Home / Berita / Nasional / Memprihatinkan, Generasi Muda Lebih suka Nonton Sinetron dari pada Mengaji

Memprihatinkan, Generasi Muda Lebih suka Nonton Sinetron dari pada Mengaji

mengajidakwatuna.com – Jakarta.  Ulama yang juga menjabat Wakil Ketua Komisi Fatwa Majelis Ulama Indonesia (MUI), Huzaemah Y. Tanggo prihatin melihat anak muda saat ini yang jauh dari kebiasaan membaca Al-quran.

Guru Besar Universitas Islam Negeri (UIN) Syarif Hidayatullah Jakarta ini mengatakan ada perubahan drastis kebiasaan beragama masyarakat khususnya di masyarakat perkotaan.
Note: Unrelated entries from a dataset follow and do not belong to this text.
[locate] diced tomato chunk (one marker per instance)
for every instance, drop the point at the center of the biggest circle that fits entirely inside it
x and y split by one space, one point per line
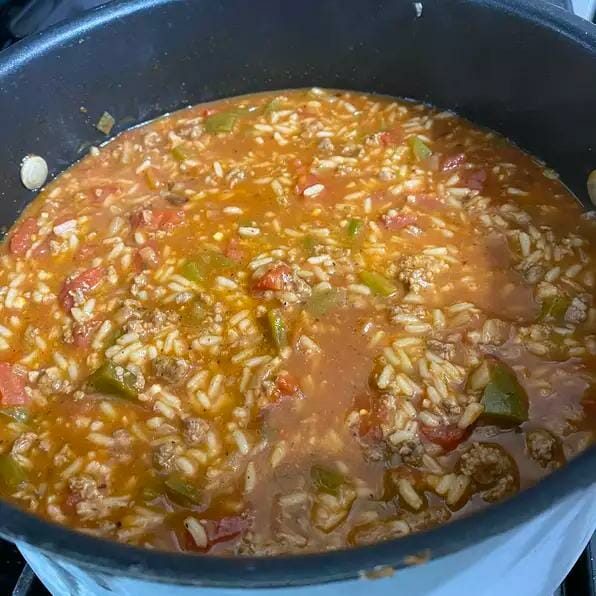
234 251
101 193
393 136
226 528
219 530
397 221
156 219
286 384
305 181
476 179
147 256
275 279
22 238
42 249
448 437
452 162
86 252
80 284
12 386
428 201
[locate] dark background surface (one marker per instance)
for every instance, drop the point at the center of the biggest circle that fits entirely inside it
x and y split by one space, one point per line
20 18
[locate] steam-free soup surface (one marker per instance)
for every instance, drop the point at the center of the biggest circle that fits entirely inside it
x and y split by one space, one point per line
293 322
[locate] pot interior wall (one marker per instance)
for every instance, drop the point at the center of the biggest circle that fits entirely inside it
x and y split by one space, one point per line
482 58
505 72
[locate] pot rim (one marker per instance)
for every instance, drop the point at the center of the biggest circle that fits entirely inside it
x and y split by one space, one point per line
100 555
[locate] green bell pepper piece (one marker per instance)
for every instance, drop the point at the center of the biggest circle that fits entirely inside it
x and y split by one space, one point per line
503 398
322 301
277 329
112 379
181 491
554 308
326 480
354 227
205 264
377 283
181 153
221 122
11 472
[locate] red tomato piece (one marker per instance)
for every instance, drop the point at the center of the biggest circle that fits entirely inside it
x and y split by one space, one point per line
234 251
393 136
156 219
277 278
83 332
80 284
397 221
286 384
305 181
226 528
448 437
146 257
452 162
101 193
86 252
12 386
41 250
22 238
428 201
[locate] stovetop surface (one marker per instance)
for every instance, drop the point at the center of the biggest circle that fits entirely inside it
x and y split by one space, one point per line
19 18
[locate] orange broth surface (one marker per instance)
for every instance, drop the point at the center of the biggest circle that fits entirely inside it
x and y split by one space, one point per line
292 322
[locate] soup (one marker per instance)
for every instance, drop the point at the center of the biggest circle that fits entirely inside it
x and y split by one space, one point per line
293 322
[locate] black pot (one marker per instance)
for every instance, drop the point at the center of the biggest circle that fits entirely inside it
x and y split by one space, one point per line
527 70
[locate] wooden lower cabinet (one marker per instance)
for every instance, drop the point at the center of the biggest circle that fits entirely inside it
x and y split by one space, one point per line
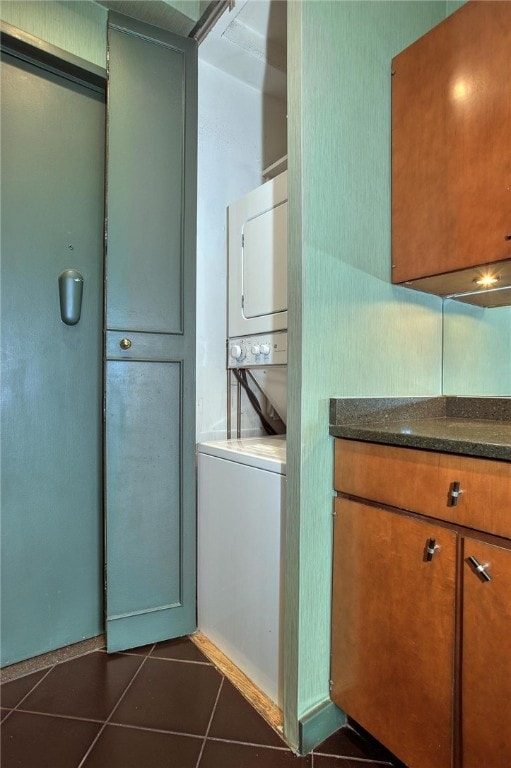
486 658
393 630
421 647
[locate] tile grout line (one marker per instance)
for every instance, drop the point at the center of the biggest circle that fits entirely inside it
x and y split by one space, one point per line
105 723
14 709
210 721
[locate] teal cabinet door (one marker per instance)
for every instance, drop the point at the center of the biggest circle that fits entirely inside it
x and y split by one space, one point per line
52 150
150 336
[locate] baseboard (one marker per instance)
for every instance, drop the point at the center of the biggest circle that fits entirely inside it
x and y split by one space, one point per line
261 703
318 725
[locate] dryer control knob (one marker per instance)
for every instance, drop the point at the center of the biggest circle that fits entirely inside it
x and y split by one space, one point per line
237 352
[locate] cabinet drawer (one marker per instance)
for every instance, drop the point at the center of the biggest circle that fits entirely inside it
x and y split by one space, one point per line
422 481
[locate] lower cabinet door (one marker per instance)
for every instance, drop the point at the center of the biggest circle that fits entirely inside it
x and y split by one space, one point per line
486 656
393 621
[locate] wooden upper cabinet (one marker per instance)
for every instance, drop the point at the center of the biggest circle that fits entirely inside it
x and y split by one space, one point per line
451 154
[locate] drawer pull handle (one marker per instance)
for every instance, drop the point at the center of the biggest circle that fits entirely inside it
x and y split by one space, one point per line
480 569
454 494
431 548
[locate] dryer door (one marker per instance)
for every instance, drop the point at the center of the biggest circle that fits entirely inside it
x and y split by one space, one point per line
264 258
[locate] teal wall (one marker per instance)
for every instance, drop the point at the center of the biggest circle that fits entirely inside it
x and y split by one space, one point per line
477 350
77 27
351 333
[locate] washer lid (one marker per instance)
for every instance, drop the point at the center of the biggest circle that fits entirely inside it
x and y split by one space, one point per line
267 453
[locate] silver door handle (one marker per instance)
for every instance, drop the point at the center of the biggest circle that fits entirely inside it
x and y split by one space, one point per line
479 568
70 295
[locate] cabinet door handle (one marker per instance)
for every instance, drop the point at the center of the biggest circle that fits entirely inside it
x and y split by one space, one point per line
431 548
480 569
454 494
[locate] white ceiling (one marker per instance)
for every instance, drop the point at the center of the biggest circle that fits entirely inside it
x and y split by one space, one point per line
249 42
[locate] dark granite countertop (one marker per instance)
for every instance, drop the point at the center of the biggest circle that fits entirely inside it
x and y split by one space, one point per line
462 425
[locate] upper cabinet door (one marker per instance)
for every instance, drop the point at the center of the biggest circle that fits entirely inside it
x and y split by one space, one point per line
152 108
451 154
150 339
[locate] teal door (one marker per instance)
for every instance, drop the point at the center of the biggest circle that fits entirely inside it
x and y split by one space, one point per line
52 148
150 336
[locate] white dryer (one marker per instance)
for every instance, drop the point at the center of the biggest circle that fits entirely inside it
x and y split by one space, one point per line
241 519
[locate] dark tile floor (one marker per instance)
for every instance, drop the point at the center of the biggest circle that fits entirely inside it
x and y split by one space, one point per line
161 706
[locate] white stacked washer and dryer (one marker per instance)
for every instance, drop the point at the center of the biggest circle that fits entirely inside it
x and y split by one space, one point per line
242 481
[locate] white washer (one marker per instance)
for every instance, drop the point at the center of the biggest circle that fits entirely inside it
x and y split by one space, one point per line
241 510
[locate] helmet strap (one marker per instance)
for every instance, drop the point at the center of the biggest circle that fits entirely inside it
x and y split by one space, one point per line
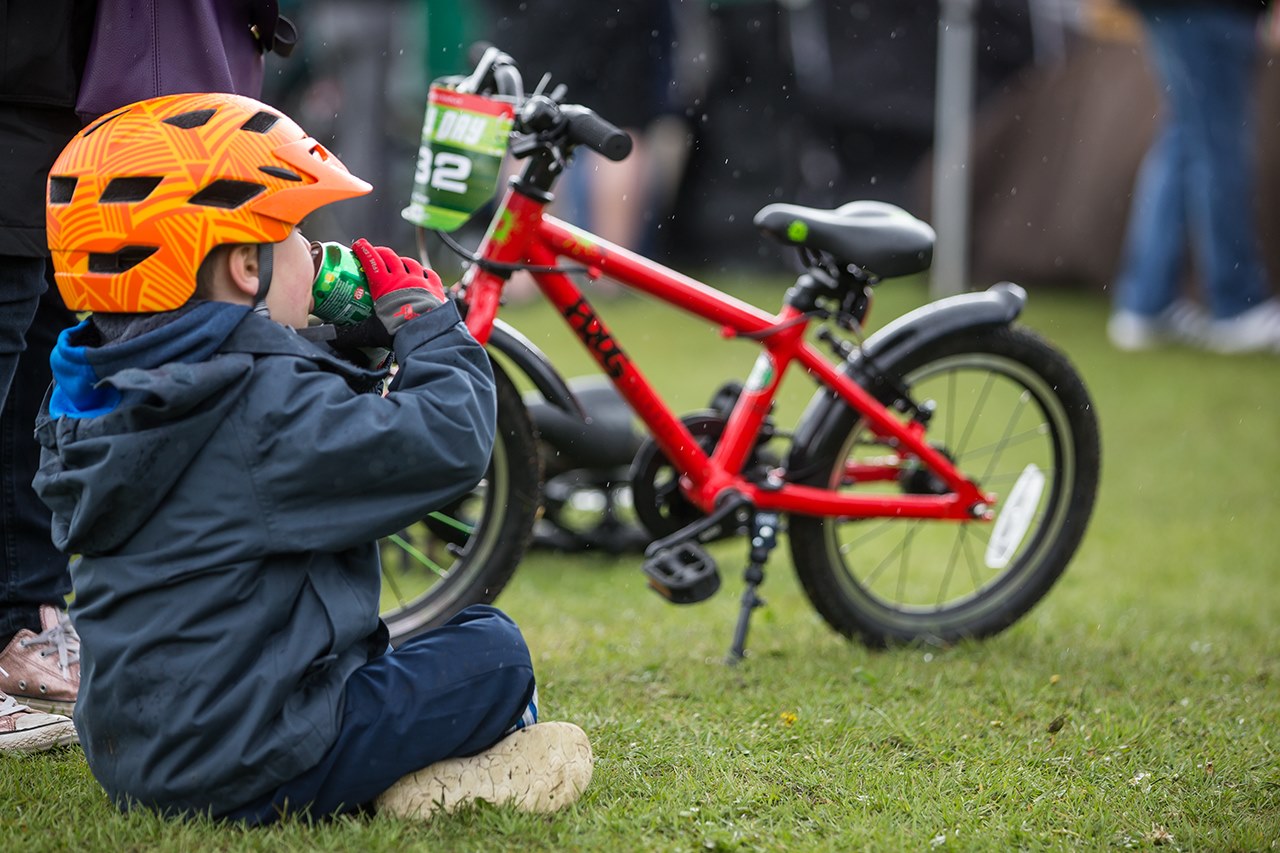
264 278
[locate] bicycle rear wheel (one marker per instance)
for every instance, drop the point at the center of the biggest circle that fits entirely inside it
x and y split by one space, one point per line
466 552
1011 414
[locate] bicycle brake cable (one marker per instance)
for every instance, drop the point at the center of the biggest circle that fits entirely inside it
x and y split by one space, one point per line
499 267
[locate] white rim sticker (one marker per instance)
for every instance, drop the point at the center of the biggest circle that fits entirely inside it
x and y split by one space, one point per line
1015 518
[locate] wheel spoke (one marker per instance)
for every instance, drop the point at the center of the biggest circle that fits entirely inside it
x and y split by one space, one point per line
906 561
1009 429
1013 441
417 555
457 524
946 575
883 564
973 418
883 527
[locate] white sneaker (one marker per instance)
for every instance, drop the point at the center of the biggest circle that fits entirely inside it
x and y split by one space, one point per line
1253 331
1183 322
539 769
26 730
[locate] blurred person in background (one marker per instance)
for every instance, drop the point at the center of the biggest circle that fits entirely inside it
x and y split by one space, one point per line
68 63
1194 195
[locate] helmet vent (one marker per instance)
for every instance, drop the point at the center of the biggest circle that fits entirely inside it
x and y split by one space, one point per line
260 122
277 172
114 263
109 118
122 190
60 190
227 194
187 121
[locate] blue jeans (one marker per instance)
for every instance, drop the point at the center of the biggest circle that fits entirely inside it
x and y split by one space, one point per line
32 571
453 690
1197 181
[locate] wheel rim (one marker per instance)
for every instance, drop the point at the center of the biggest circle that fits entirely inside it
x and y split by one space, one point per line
428 565
995 418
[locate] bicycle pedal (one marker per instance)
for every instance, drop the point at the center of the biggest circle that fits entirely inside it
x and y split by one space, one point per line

Dulu anak muda selalu dibiasakan untuk mengaji setelah habis Maghrib oleh para orang tua mereka, tapi saat ini kebiasaan tersebut memudar.

Bahkan, beberapa keluarga muslim ada yang tidak lagi membudayakan kebiasaan mengaji. Huzaemah menyatakan kondisi seperti ini sungguh memprihatinkan.

“Dulu anak-anak rajin mengaji habis Maghrib. Sekarang belum shalat Maghrib sudah dicokok dengan tayangan sinetron di televisi. Inilah contoh kemundurannya,” kata Huzaemah dalam Musyawarah Kerja Nasional (Mukernas) Ulama Al-quran di Serang Banten.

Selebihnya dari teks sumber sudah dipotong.